Esta ciudad que parece construida para otra raza más grande que la humana hace pensar en Babilonia, en Tebas, en todas las aglomeraciones enormes de la historia antigua, tales como nos imaginamos que debieron ser y como indudablemente no fueron nunca.
Hay calles en Nueva York que apreciarían en Europa como de aceptable anchura y parecen aquí modestos callejones, profundas grietas, a cuyo fondo no podrá llegar nunca el sol. Tan enorme es la altura de sus edificaciones laterales, que obliga a elevar los ojos, echando atrás la cabeza con una violencia precursora del vértigo.
La imaginación se resiste en el primer instante a concebir tales construcciones como obra de los humanos. Más bien las cree algo anterior a la presencia de nuestra especie sobre el planeta. Recuerda también a ciertas montañas que horadaron y ahuecaron los trogloditas en los siglos más oscuros de la Historia, convirtiéndolas en templos subterráneos o en ciudades-cuevas.
Cuando llega la noche no hay aglomeración humana, no la ha habido nunca, que ofrezca el aspecto mágico de esta urbe, en cuyo seno fue sujetado y domado el cuerpo impalpable de la electricidad, encadenándolo para siempre a las necesidades del hombre.

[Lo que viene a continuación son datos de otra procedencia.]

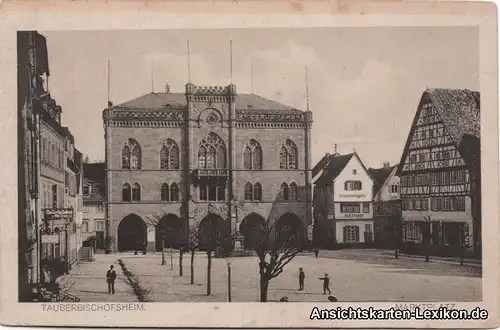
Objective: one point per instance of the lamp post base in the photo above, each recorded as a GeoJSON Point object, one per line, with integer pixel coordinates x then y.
{"type": "Point", "coordinates": [238, 243]}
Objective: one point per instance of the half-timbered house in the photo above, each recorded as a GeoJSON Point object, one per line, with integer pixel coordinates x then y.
{"type": "Point", "coordinates": [386, 203]}
{"type": "Point", "coordinates": [439, 170]}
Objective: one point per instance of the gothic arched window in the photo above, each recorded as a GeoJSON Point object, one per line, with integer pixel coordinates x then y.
{"type": "Point", "coordinates": [212, 152]}
{"type": "Point", "coordinates": [248, 191]}
{"type": "Point", "coordinates": [288, 155]}
{"type": "Point", "coordinates": [131, 155]}
{"type": "Point", "coordinates": [257, 192]}
{"type": "Point", "coordinates": [126, 192]}
{"type": "Point", "coordinates": [136, 192]}
{"type": "Point", "coordinates": [284, 191]}
{"type": "Point", "coordinates": [252, 159]}
{"type": "Point", "coordinates": [169, 155]}
{"type": "Point", "coordinates": [135, 158]}
{"type": "Point", "coordinates": [294, 191]}
{"type": "Point", "coordinates": [174, 192]}
{"type": "Point", "coordinates": [126, 157]}
{"type": "Point", "coordinates": [165, 192]}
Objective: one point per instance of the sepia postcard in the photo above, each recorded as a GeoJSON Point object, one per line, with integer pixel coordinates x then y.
{"type": "Point", "coordinates": [249, 164]}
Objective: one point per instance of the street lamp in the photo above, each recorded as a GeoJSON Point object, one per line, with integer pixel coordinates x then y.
{"type": "Point", "coordinates": [228, 261]}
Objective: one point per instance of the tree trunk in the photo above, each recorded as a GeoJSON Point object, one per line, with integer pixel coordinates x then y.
{"type": "Point", "coordinates": [209, 273]}
{"type": "Point", "coordinates": [181, 253]}
{"type": "Point", "coordinates": [162, 252]}
{"type": "Point", "coordinates": [264, 282]}
{"type": "Point", "coordinates": [171, 259]}
{"type": "Point", "coordinates": [192, 267]}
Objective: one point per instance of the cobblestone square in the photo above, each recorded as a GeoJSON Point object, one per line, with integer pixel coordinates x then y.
{"type": "Point", "coordinates": [364, 276]}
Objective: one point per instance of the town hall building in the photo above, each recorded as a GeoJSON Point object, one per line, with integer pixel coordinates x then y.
{"type": "Point", "coordinates": [206, 156]}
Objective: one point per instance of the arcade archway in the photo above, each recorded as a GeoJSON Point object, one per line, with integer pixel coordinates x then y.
{"type": "Point", "coordinates": [290, 231]}
{"type": "Point", "coordinates": [132, 233]}
{"type": "Point", "coordinates": [170, 229]}
{"type": "Point", "coordinates": [249, 228]}
{"type": "Point", "coordinates": [213, 232]}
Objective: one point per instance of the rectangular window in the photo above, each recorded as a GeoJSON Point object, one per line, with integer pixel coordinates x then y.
{"type": "Point", "coordinates": [417, 204]}
{"type": "Point", "coordinates": [99, 225]}
{"type": "Point", "coordinates": [446, 204]}
{"type": "Point", "coordinates": [424, 203]}
{"type": "Point", "coordinates": [460, 203]}
{"type": "Point", "coordinates": [54, 196]}
{"type": "Point", "coordinates": [394, 189]}
{"type": "Point", "coordinates": [350, 208]}
{"type": "Point", "coordinates": [434, 204]}
{"type": "Point", "coordinates": [434, 177]}
{"type": "Point", "coordinates": [445, 177]}
{"type": "Point", "coordinates": [351, 234]}
{"type": "Point", "coordinates": [366, 207]}
{"type": "Point", "coordinates": [462, 176]}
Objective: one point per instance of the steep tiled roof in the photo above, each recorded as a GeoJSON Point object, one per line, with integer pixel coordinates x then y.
{"type": "Point", "coordinates": [460, 112]}
{"type": "Point", "coordinates": [335, 167]}
{"type": "Point", "coordinates": [94, 172]}
{"type": "Point", "coordinates": [379, 175]}
{"type": "Point", "coordinates": [321, 164]}
{"type": "Point", "coordinates": [177, 101]}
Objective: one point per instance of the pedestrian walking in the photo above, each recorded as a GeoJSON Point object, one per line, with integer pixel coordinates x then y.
{"type": "Point", "coordinates": [302, 277]}
{"type": "Point", "coordinates": [326, 284]}
{"type": "Point", "coordinates": [110, 278]}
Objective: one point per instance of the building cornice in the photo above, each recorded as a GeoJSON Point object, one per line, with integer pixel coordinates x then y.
{"type": "Point", "coordinates": [119, 117]}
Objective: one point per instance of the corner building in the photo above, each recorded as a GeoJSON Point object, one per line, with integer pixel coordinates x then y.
{"type": "Point", "coordinates": [208, 157]}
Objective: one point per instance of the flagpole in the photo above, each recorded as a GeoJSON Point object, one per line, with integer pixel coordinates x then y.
{"type": "Point", "coordinates": [231, 59]}
{"type": "Point", "coordinates": [189, 63]}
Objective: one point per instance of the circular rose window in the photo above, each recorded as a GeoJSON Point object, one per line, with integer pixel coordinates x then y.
{"type": "Point", "coordinates": [212, 118]}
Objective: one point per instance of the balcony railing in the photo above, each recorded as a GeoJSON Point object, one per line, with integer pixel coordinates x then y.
{"type": "Point", "coordinates": [211, 173]}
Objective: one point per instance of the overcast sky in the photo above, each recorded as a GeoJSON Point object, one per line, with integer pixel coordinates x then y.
{"type": "Point", "coordinates": [364, 83]}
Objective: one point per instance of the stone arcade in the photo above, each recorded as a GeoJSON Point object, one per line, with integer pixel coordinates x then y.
{"type": "Point", "coordinates": [208, 156]}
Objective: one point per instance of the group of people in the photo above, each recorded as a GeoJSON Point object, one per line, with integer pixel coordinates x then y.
{"type": "Point", "coordinates": [325, 279]}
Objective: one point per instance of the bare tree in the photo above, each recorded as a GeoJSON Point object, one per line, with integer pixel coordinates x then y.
{"type": "Point", "coordinates": [426, 236]}
{"type": "Point", "coordinates": [167, 235]}
{"type": "Point", "coordinates": [213, 238]}
{"type": "Point", "coordinates": [276, 247]}
{"type": "Point", "coordinates": [154, 220]}
{"type": "Point", "coordinates": [193, 243]}
{"type": "Point", "coordinates": [464, 238]}
{"type": "Point", "coordinates": [396, 223]}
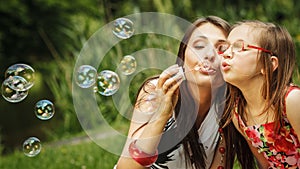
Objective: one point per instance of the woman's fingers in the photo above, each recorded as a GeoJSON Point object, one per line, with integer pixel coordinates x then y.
{"type": "Point", "coordinates": [166, 74]}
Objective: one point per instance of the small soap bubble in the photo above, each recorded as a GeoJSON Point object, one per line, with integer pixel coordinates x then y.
{"type": "Point", "coordinates": [22, 70]}
{"type": "Point", "coordinates": [107, 83]}
{"type": "Point", "coordinates": [128, 65]}
{"type": "Point", "coordinates": [86, 76]}
{"type": "Point", "coordinates": [11, 95]}
{"type": "Point", "coordinates": [44, 109]}
{"type": "Point", "coordinates": [123, 28]}
{"type": "Point", "coordinates": [32, 146]}
{"type": "Point", "coordinates": [149, 103]}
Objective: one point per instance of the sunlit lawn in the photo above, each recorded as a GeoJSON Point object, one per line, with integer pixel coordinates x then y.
{"type": "Point", "coordinates": [80, 156]}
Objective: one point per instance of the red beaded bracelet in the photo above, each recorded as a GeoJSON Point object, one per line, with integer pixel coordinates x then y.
{"type": "Point", "coordinates": [141, 157]}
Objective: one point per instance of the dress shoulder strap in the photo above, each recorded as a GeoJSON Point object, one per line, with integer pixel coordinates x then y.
{"type": "Point", "coordinates": [290, 88]}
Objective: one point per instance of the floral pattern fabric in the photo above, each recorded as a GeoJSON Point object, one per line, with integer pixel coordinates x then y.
{"type": "Point", "coordinates": [282, 150]}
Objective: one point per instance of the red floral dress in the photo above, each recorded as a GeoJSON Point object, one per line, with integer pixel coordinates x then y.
{"type": "Point", "coordinates": [282, 150]}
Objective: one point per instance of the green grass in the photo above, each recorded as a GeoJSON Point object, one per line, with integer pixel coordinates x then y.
{"type": "Point", "coordinates": [80, 156]}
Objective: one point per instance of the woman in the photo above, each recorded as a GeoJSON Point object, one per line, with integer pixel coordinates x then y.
{"type": "Point", "coordinates": [183, 130]}
{"type": "Point", "coordinates": [263, 103]}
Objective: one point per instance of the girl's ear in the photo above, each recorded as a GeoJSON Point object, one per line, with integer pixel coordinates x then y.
{"type": "Point", "coordinates": [274, 61]}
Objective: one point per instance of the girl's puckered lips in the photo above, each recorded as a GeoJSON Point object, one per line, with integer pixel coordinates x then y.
{"type": "Point", "coordinates": [225, 66]}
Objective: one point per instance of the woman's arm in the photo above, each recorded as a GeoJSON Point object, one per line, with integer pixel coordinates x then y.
{"type": "Point", "coordinates": [145, 128]}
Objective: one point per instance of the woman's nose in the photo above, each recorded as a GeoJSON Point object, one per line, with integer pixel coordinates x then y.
{"type": "Point", "coordinates": [227, 54]}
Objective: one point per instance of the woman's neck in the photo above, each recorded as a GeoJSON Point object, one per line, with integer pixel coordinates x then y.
{"type": "Point", "coordinates": [204, 96]}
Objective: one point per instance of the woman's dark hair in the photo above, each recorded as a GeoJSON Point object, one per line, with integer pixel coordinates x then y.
{"type": "Point", "coordinates": [186, 126]}
{"type": "Point", "coordinates": [193, 149]}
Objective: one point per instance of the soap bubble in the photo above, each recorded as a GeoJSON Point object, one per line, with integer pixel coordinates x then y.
{"type": "Point", "coordinates": [149, 103]}
{"type": "Point", "coordinates": [86, 76]}
{"type": "Point", "coordinates": [32, 146]}
{"type": "Point", "coordinates": [22, 70]}
{"type": "Point", "coordinates": [128, 65]}
{"type": "Point", "coordinates": [123, 28]}
{"type": "Point", "coordinates": [11, 95]}
{"type": "Point", "coordinates": [17, 83]}
{"type": "Point", "coordinates": [107, 83]}
{"type": "Point", "coordinates": [44, 109]}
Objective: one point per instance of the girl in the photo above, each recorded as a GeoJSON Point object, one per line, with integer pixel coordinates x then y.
{"type": "Point", "coordinates": [184, 126]}
{"type": "Point", "coordinates": [263, 103]}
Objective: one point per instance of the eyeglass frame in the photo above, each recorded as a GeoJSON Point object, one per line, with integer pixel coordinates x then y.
{"type": "Point", "coordinates": [248, 46]}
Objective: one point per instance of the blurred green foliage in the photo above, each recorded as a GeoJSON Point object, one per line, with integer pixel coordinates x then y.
{"type": "Point", "coordinates": [49, 34]}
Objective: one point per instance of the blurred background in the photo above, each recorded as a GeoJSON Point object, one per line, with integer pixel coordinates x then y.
{"type": "Point", "coordinates": [49, 35]}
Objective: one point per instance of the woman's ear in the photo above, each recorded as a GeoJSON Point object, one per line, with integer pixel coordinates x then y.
{"type": "Point", "coordinates": [274, 61]}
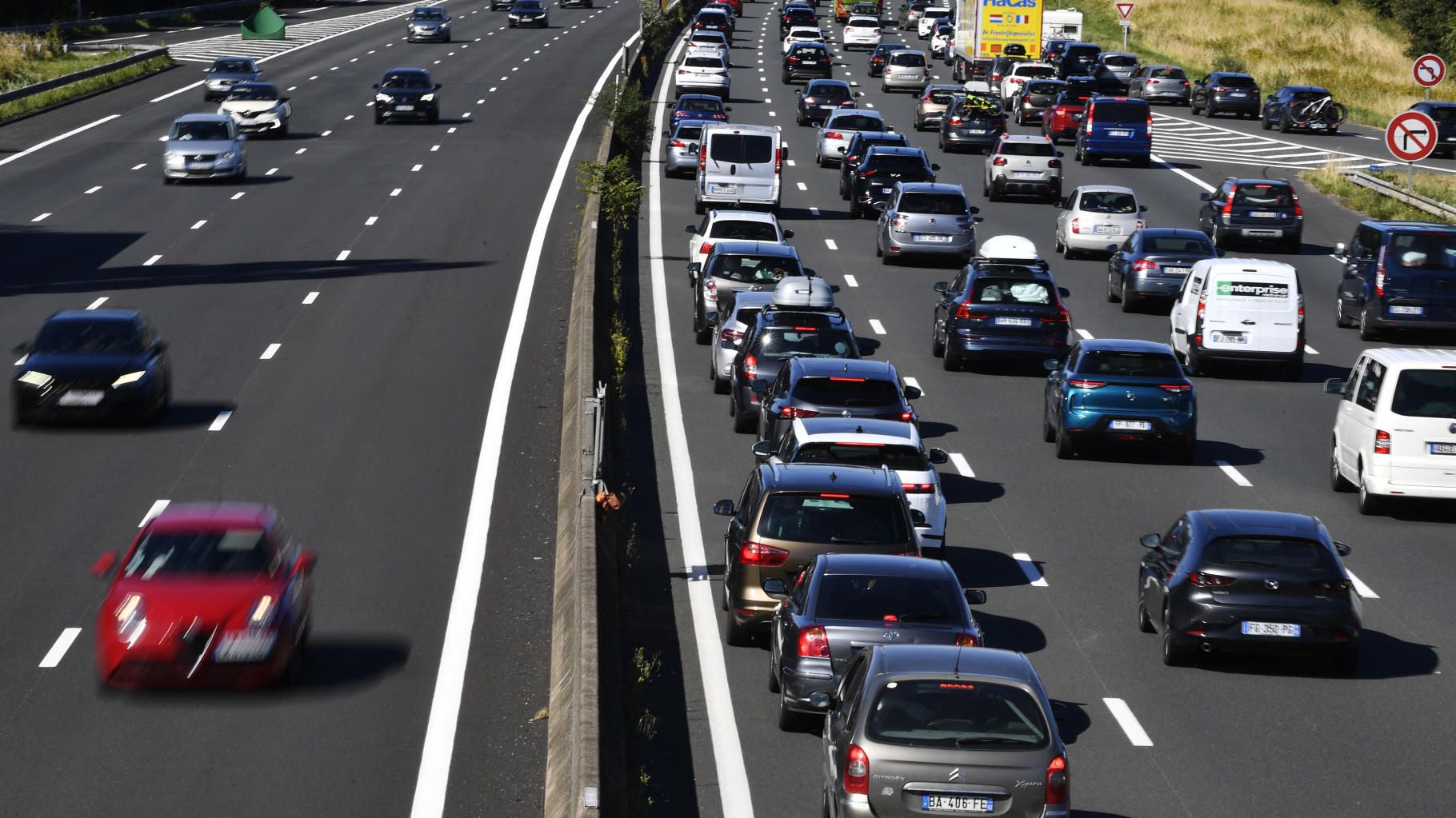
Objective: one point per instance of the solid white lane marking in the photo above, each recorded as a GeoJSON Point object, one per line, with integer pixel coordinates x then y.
{"type": "Point", "coordinates": [156, 509]}
{"type": "Point", "coordinates": [63, 644]}
{"type": "Point", "coordinates": [1234, 473]}
{"type": "Point", "coordinates": [1129, 722]}
{"type": "Point", "coordinates": [1030, 569]}
{"type": "Point", "coordinates": [962, 465]}
{"type": "Point", "coordinates": [454, 654]}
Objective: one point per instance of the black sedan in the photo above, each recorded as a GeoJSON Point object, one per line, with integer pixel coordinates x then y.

Los grandes edificios, con sus millares de ventanas iluminadas, son inmensos tableros de ajedrez, rojos y negros, que se estiran hacia las nubes. Las quimeras soñadas por los cuentistas orientales se realizan en esta metrópoli que muchos creen inaccesible a toda sensación de belleza. Sobre los tejados, el anuncio industrial crea un mundo fantástico que parece lanzar un reto a las exigencias de la realidad y a la tranquila sucesión de las horas. Las hadas nocturnas de Nueva York, volando en alturas sólo frecuentadas en otras partes por las águilas, van colgando del negro terciopelo del espacio figuras y adornos de fuego, pavos reales de plumaje multicolor, tropas de duendes que gesticulan mirando a las estrellas o les guiñan un ojo maliciosamente, mujeres de luz que, sentadas en un columpio, se balancean con la cabellera suelta por encima de los astros; toda una fauna y una flora de Las mil y una noches, nacida regularmente con los primeros latidos de la luz sideral y que se borra con la aurora, haciendo levantar sus cabezas a la muchedumbre circulante por las profundas grietas de las avenidas, orladas de puntos de luz.
Hasta hace poco, Londres era la ciudad más grande del mundo. Ahora la ha sobrepasado Nueva York. El eje de la historia humana, que durante siglos fue trasladándose de una a otra nación, siempre dentro de Europa, ha cruzado el mar, y está actualmente en la ribera occidental atlántica.”


Vicente Blasco Ibáñez. La vuelta al mundo de un novelista. Sempere y Compañía Editores.